Genetic Resistance in Douglas-fir to Damage by Snowshoe Hare and Black-tailed Deer
Abstract:Genotype of Douglas-fir significantly affected feeding selection for foliage by both snowshoe hare and black-tailed deer in pen tests with captive animals. Nine clones were rated independently for each animal species. Genotypes preferred by deer and hare ranged up to 64 and 178 percent more attractive, respectively, than those least preferred. Order and magnitude of damage resistance in pen tests, as predicted for full-sib F1 progenies based on preference shown among clones, closely conformed to resistance traits indicated for parents. In one 4-family test, captive deer selected between resistant and susceptible families with feeding incidence levels of 41 and 78 percent, respectively, at the point of maximum difference between extremes. In another 4-family test, captive hare also showed comparable selection of 35 and 82 percent between extremes. Resistance to wild hare, in a 4-family field test with seedlings, also conformed closely to that predicted from preferences established in clonal pen tests.
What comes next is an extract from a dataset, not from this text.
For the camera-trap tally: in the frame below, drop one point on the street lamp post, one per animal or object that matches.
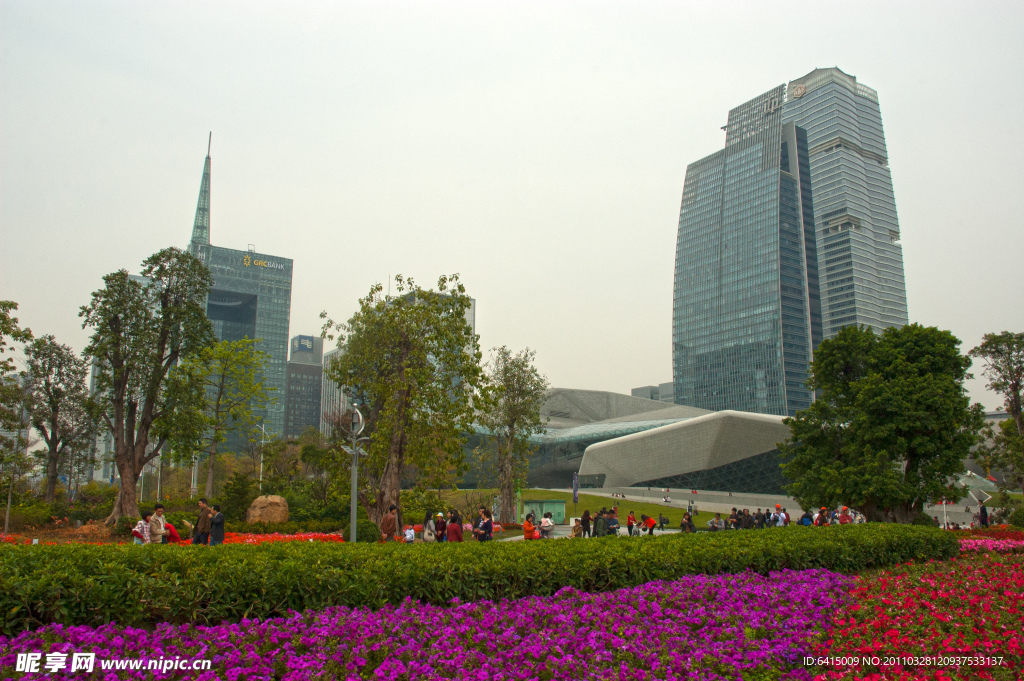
(262, 440)
(356, 427)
Damage incidence levels ranged from 56 to 86 percent for most resistant and susceptible families, respectively, after one winter's exposure to severe hare clipping. A later 4-family trial with seedlings exposed to wild hare in the field established close agreement among related materials in clonal pen tests, family pen tests, and family field tests. Differences were highly significant with the most resistant family damaged 37.5 percent and the most susceptible 62.5 percent after one winter. In this test, moreover, significant damage resistance was shown by 2 families during a second winter of exposure. Genetic analysis suggests that resistance to animals based on nonpreference is strongly inherited and chiefly additive. Forest Sci. 22:106-121.
Document Type: Journal Article
Affiliations: Forestry Technician, Olympic National Forest, USDA Forest Service, Shelton, Wash.